Why doesn t my Spark Yarn client runs on all available worker machines

I am running an application on Spark cluster using yarn client mode with 4 nodes. Other then Master node there are three worker nodes available but spark execute the application on only two workers. Workers are selected at random, there aren't any specific workers that get selected each time application is run.

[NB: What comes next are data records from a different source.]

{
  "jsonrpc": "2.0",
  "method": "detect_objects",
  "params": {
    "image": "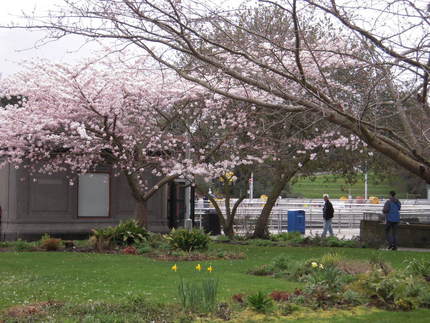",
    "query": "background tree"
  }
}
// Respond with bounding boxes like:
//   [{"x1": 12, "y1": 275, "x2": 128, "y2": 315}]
[
  {"x1": 11, "y1": 0, "x2": 430, "y2": 183},
  {"x1": 0, "y1": 55, "x2": 252, "y2": 225}
]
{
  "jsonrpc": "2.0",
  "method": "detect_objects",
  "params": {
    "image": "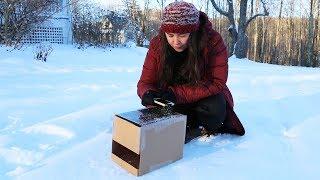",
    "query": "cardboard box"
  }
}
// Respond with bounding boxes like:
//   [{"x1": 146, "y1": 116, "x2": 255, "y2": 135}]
[{"x1": 111, "y1": 107, "x2": 187, "y2": 176}]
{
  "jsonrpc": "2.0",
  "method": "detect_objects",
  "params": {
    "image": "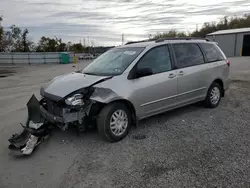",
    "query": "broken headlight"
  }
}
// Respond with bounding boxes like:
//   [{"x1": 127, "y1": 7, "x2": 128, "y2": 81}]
[{"x1": 65, "y1": 94, "x2": 84, "y2": 106}]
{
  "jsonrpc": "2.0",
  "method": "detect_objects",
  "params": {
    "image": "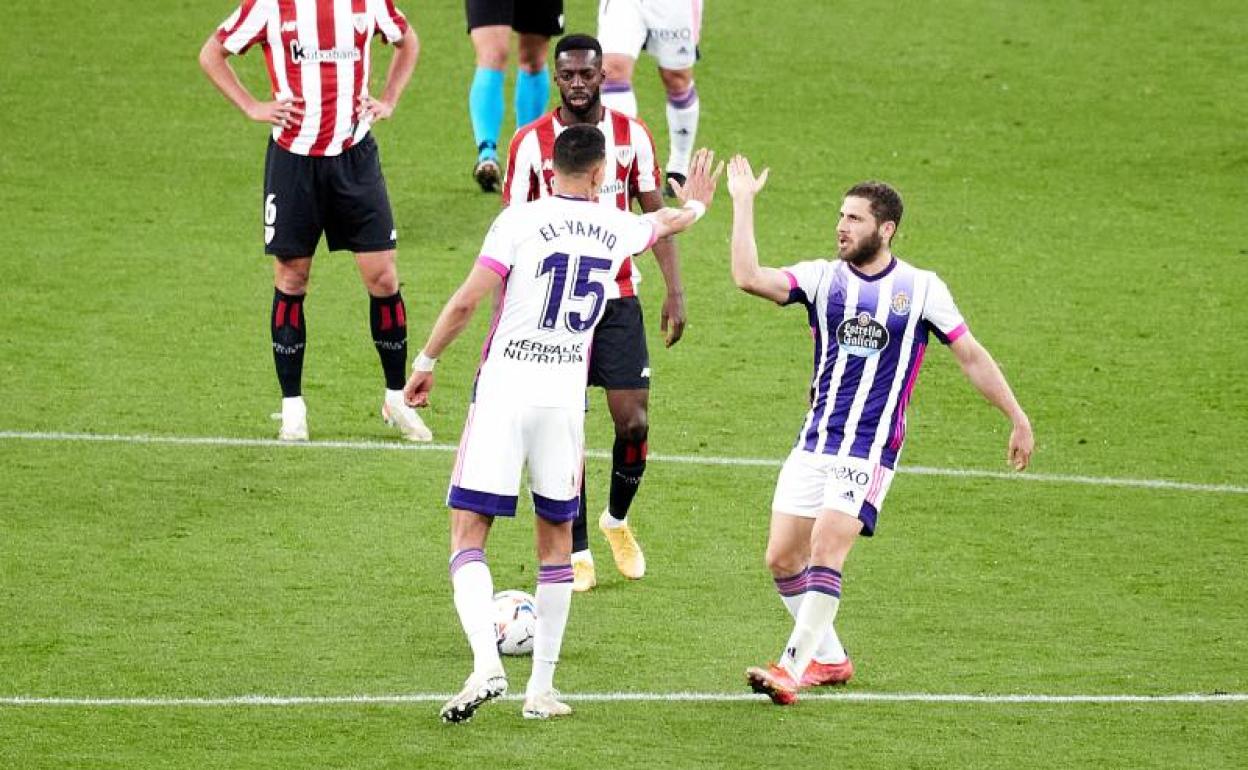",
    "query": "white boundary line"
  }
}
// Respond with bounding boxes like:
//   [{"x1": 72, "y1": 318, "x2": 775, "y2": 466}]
[
  {"x1": 0, "y1": 693, "x2": 1248, "y2": 708},
  {"x1": 0, "y1": 431, "x2": 1248, "y2": 494}
]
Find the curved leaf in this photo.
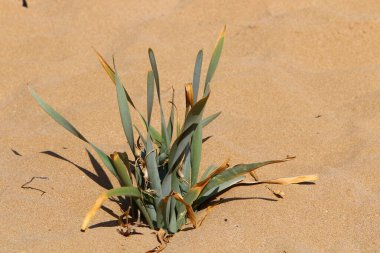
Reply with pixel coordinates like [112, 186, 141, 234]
[81, 187, 141, 232]
[203, 26, 226, 96]
[202, 157, 294, 196]
[28, 87, 119, 179]
[115, 69, 135, 154]
[147, 71, 154, 125]
[193, 50, 203, 103]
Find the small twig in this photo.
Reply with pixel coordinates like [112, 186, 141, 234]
[21, 177, 49, 196]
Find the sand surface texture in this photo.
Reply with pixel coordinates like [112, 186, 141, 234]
[0, 0, 380, 253]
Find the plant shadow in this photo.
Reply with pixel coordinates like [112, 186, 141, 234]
[40, 149, 112, 190]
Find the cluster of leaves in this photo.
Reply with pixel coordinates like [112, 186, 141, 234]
[30, 28, 316, 233]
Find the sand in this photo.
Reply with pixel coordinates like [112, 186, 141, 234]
[0, 0, 380, 253]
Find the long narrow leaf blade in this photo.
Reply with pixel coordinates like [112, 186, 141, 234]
[201, 112, 222, 128]
[94, 49, 116, 84]
[148, 48, 170, 151]
[203, 157, 294, 195]
[94, 49, 136, 109]
[203, 26, 226, 96]
[29, 87, 119, 179]
[193, 50, 203, 103]
[81, 187, 141, 232]
[169, 93, 209, 171]
[147, 71, 154, 125]
[145, 131, 162, 203]
[190, 125, 202, 186]
[195, 176, 245, 206]
[148, 48, 161, 103]
[115, 68, 135, 154]
[28, 86, 88, 142]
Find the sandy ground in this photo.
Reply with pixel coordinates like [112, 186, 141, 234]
[0, 0, 380, 253]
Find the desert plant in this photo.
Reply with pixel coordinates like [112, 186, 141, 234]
[30, 28, 317, 238]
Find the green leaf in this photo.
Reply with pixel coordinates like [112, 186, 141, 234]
[194, 176, 245, 206]
[28, 87, 120, 179]
[200, 165, 218, 181]
[193, 50, 203, 103]
[148, 48, 170, 152]
[94, 49, 136, 109]
[201, 157, 293, 194]
[169, 96, 209, 171]
[115, 69, 135, 154]
[203, 26, 226, 96]
[190, 125, 202, 186]
[166, 89, 175, 141]
[111, 152, 154, 229]
[202, 112, 222, 128]
[133, 125, 146, 147]
[147, 71, 154, 125]
[145, 129, 162, 203]
[111, 152, 133, 186]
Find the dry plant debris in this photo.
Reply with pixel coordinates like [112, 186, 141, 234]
[29, 27, 317, 252]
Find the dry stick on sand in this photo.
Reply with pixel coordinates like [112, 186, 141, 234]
[21, 177, 49, 196]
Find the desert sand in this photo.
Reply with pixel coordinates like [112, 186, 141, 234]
[0, 0, 380, 253]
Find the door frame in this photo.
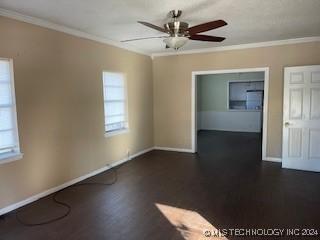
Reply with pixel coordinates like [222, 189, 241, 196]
[191, 67, 270, 161]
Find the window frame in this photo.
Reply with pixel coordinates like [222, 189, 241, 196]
[0, 57, 23, 164]
[102, 70, 129, 138]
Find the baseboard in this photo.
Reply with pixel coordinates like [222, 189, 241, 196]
[0, 147, 154, 216]
[153, 147, 194, 153]
[198, 128, 261, 133]
[263, 157, 282, 163]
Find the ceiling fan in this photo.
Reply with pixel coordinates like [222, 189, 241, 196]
[121, 10, 227, 50]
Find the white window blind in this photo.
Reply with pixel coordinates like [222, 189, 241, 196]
[0, 59, 19, 158]
[103, 72, 128, 133]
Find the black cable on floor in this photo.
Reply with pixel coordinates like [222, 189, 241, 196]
[15, 166, 118, 227]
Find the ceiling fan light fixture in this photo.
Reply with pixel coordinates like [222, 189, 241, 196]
[163, 37, 189, 50]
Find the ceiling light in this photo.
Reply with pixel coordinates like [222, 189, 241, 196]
[163, 37, 189, 50]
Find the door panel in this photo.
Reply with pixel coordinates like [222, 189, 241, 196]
[289, 88, 303, 119]
[309, 129, 320, 161]
[288, 128, 302, 158]
[311, 71, 320, 83]
[310, 88, 320, 120]
[282, 66, 320, 172]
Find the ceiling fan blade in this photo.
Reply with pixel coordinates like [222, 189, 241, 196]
[138, 21, 167, 33]
[188, 20, 227, 35]
[121, 36, 168, 42]
[189, 34, 226, 42]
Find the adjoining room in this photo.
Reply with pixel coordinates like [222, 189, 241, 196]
[196, 69, 269, 159]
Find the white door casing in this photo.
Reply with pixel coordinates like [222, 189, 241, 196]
[282, 65, 320, 172]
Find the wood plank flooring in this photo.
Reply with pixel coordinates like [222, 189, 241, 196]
[0, 131, 320, 240]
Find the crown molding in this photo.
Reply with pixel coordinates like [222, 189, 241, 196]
[151, 36, 320, 59]
[0, 8, 151, 57]
[0, 8, 320, 59]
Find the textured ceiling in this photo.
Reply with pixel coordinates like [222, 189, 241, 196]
[0, 0, 320, 53]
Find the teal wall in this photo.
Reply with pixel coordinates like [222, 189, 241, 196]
[197, 72, 264, 112]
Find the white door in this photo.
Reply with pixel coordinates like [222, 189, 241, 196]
[282, 66, 320, 172]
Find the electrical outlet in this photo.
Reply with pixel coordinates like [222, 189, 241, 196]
[127, 149, 130, 159]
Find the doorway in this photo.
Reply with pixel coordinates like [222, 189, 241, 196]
[191, 68, 269, 160]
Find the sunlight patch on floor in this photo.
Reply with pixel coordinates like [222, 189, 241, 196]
[156, 203, 228, 240]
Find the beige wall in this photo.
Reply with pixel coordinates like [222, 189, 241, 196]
[0, 17, 153, 208]
[153, 42, 320, 157]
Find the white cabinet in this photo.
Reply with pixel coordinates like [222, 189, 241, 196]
[229, 81, 264, 109]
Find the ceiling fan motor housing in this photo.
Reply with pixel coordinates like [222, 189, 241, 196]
[164, 21, 189, 36]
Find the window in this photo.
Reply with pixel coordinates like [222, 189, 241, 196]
[103, 72, 128, 135]
[0, 59, 21, 163]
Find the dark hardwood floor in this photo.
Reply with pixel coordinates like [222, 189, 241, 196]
[0, 131, 320, 240]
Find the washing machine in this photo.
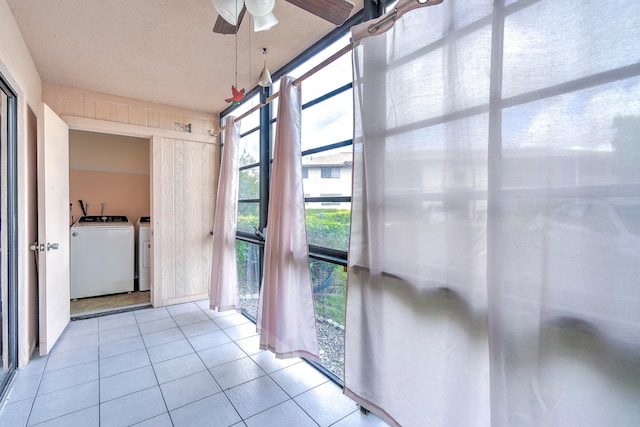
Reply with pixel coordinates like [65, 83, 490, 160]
[70, 215, 135, 299]
[136, 216, 151, 291]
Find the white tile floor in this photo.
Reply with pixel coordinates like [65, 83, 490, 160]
[0, 301, 387, 427]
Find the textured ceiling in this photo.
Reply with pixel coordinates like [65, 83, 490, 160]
[8, 0, 363, 113]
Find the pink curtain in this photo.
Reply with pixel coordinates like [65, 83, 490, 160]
[345, 0, 640, 427]
[257, 76, 319, 361]
[209, 116, 240, 311]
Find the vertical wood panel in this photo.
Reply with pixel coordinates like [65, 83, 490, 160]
[185, 141, 204, 295]
[200, 144, 216, 289]
[153, 138, 218, 305]
[173, 140, 184, 297]
[158, 138, 179, 301]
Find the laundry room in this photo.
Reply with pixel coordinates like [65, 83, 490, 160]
[69, 130, 151, 317]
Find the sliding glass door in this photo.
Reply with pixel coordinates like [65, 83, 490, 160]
[0, 75, 18, 398]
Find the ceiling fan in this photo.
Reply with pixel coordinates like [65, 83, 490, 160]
[212, 0, 354, 34]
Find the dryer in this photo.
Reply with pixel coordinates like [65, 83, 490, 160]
[70, 215, 134, 299]
[136, 216, 151, 291]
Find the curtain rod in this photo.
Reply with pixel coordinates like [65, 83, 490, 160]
[213, 0, 444, 136]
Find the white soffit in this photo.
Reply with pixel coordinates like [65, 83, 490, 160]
[7, 0, 363, 113]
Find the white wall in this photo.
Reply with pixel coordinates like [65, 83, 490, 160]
[0, 0, 42, 366]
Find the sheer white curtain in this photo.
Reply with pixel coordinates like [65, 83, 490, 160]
[257, 76, 319, 361]
[345, 0, 640, 426]
[209, 116, 240, 311]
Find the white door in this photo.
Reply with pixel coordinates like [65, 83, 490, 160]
[38, 103, 70, 355]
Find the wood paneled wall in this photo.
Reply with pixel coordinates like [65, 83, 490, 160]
[42, 82, 217, 135]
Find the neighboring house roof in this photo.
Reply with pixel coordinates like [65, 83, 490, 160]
[302, 152, 353, 168]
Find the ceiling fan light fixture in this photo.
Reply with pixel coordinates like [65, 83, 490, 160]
[253, 13, 279, 33]
[245, 0, 279, 32]
[211, 0, 244, 26]
[258, 47, 273, 87]
[245, 0, 276, 17]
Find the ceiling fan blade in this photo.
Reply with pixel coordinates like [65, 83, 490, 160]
[213, 6, 247, 34]
[287, 0, 353, 26]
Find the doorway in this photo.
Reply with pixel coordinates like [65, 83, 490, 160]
[0, 74, 18, 400]
[69, 129, 151, 319]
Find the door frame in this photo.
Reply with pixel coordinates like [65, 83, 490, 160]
[0, 72, 18, 401]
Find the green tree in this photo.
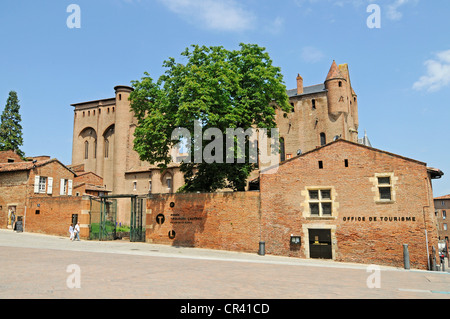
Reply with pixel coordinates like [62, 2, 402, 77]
[130, 44, 291, 192]
[0, 91, 25, 157]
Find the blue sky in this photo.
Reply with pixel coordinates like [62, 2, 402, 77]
[0, 0, 450, 196]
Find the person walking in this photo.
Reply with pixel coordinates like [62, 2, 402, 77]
[11, 211, 16, 230]
[74, 222, 80, 241]
[69, 224, 74, 240]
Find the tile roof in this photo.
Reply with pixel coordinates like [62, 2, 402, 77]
[0, 158, 75, 175]
[286, 83, 326, 97]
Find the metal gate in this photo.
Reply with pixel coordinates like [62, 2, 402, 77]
[89, 197, 117, 240]
[309, 229, 333, 259]
[130, 196, 145, 242]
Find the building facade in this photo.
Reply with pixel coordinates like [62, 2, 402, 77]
[146, 139, 442, 269]
[0, 159, 75, 228]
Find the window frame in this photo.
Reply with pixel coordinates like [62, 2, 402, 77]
[373, 173, 398, 204]
[38, 176, 47, 194]
[307, 187, 334, 218]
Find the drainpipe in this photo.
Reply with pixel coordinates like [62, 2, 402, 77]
[422, 206, 431, 270]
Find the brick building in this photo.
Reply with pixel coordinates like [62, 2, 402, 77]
[0, 151, 102, 237]
[0, 159, 75, 228]
[72, 61, 359, 223]
[147, 139, 443, 269]
[261, 140, 443, 268]
[434, 195, 450, 246]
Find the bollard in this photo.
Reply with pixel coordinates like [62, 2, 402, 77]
[258, 241, 266, 256]
[403, 244, 411, 270]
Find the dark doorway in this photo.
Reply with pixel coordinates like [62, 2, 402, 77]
[309, 229, 333, 259]
[72, 214, 78, 227]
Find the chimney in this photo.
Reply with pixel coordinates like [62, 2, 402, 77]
[297, 74, 303, 95]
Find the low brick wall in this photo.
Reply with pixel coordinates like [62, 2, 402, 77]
[146, 192, 260, 252]
[24, 196, 90, 238]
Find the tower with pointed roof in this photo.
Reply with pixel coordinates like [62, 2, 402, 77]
[276, 61, 359, 161]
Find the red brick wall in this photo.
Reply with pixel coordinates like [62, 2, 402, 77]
[261, 140, 437, 268]
[0, 171, 28, 228]
[25, 196, 89, 237]
[146, 192, 260, 252]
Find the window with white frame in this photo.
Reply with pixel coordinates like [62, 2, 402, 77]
[377, 176, 392, 201]
[308, 189, 333, 217]
[59, 178, 73, 196]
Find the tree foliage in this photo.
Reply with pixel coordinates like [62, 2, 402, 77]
[0, 91, 25, 157]
[130, 44, 290, 192]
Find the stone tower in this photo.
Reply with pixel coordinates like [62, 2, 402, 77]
[276, 61, 358, 161]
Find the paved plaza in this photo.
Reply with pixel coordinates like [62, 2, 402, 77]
[0, 230, 450, 299]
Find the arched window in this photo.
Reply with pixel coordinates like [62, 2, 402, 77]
[320, 132, 327, 146]
[84, 141, 89, 159]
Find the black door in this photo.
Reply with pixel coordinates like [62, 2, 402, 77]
[309, 229, 333, 259]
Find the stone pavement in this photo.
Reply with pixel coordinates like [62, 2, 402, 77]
[0, 230, 450, 299]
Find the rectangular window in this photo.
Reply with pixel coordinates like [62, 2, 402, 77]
[378, 176, 392, 201]
[308, 189, 333, 217]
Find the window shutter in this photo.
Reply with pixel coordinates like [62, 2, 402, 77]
[47, 177, 53, 195]
[67, 179, 72, 196]
[59, 178, 64, 195]
[34, 175, 40, 193]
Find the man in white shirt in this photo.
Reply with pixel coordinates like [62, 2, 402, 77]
[75, 222, 80, 241]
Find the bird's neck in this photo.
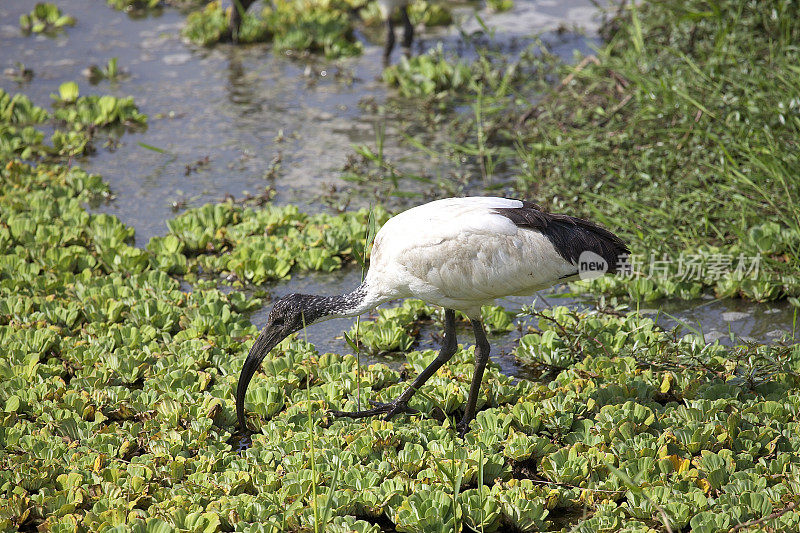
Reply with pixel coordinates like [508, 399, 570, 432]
[303, 283, 389, 323]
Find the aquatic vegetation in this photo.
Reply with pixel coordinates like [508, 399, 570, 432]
[359, 0, 453, 27]
[183, 0, 361, 58]
[383, 48, 474, 98]
[0, 89, 50, 126]
[51, 82, 147, 130]
[182, 0, 272, 46]
[84, 57, 127, 84]
[0, 2, 800, 533]
[508, 0, 800, 300]
[263, 0, 361, 59]
[348, 299, 515, 354]
[486, 0, 514, 13]
[19, 2, 75, 33]
[155, 203, 388, 285]
[0, 151, 800, 531]
[183, 0, 452, 59]
[106, 0, 162, 11]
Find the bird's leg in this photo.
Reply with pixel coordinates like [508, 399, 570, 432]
[383, 13, 394, 67]
[400, 6, 414, 56]
[331, 309, 458, 420]
[457, 319, 490, 437]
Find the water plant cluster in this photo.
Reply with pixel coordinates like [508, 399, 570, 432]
[183, 0, 452, 59]
[349, 299, 516, 354]
[152, 203, 388, 285]
[0, 82, 147, 161]
[0, 2, 800, 533]
[19, 2, 75, 33]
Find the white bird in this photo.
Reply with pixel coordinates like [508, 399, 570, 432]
[236, 197, 629, 435]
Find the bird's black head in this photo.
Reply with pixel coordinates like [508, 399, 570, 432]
[236, 294, 323, 430]
[262, 294, 313, 336]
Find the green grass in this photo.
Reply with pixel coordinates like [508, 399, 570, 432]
[514, 0, 800, 300]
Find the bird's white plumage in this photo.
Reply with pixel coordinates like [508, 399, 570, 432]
[364, 197, 575, 317]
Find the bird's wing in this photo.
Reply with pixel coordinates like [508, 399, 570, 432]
[368, 198, 575, 309]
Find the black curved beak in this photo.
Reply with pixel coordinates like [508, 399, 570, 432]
[236, 327, 287, 431]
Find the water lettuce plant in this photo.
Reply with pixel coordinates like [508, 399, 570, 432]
[383, 48, 474, 98]
[0, 2, 800, 533]
[19, 2, 75, 33]
[183, 0, 361, 58]
[508, 0, 800, 300]
[51, 82, 147, 130]
[348, 300, 515, 354]
[155, 203, 387, 285]
[183, 0, 452, 59]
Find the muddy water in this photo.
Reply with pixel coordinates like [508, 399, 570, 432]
[0, 0, 793, 373]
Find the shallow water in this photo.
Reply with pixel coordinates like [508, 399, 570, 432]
[0, 0, 793, 375]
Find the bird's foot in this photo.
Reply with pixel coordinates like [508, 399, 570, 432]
[331, 400, 419, 420]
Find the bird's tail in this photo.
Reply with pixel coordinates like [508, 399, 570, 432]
[496, 201, 631, 273]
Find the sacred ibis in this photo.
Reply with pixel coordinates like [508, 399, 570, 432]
[236, 197, 629, 435]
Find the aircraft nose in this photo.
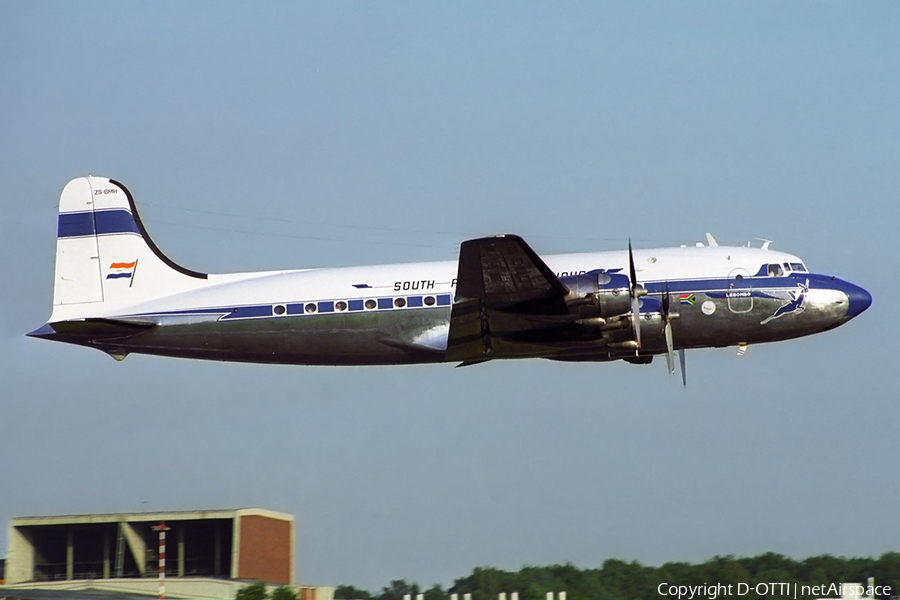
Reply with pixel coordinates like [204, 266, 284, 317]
[844, 283, 872, 319]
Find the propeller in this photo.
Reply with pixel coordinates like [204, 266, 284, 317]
[660, 281, 687, 387]
[662, 281, 675, 375]
[628, 238, 647, 356]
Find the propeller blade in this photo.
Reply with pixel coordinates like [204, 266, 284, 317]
[628, 238, 641, 356]
[628, 238, 637, 296]
[631, 296, 641, 354]
[666, 319, 683, 375]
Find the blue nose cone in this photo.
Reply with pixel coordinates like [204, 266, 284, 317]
[844, 283, 872, 319]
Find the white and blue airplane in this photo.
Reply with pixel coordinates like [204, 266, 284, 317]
[28, 176, 872, 377]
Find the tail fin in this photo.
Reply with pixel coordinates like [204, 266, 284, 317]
[50, 176, 207, 322]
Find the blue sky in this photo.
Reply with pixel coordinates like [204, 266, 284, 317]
[0, 1, 900, 588]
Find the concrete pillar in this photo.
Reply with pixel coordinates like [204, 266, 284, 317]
[103, 527, 109, 579]
[213, 523, 222, 577]
[6, 525, 35, 584]
[66, 527, 75, 581]
[122, 521, 147, 577]
[178, 525, 184, 577]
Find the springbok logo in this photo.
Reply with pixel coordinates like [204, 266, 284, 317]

For the worker not being used following lines got printed in the logs

**INFO  Client:54*

     client token: N/A
      diagnostics: N/A
      ApplicationMaster host: 192.168.0.67
      ApplicationMaster RPC port: 0
      queue: default
      start time: 1550748030360
      final status: UNDEFINED
      tracking URL: http://aiserver:8088/proxy/application_1550744631375_0004/
      user: root

Find below Spark submit command:

spark-submit --master yarn --class com.i2c.chprofiling.App App.jar --num-executors 4 --executor-cores 3 --conf "spark.locality.wait.node=0"

Why doesn't my Spark Yarn client runs on all available worker machines?

Feb 22, 2019 in Apache Spark by Uzair Ahmad

edited Feb 22, 2019 by Omkar • 8,886 views

Have you tried using --deploy-mode cluster option?

commented Feb 22, 2019 by Omkar
• 69,180 points

I tried using cluster mode but getting following exception.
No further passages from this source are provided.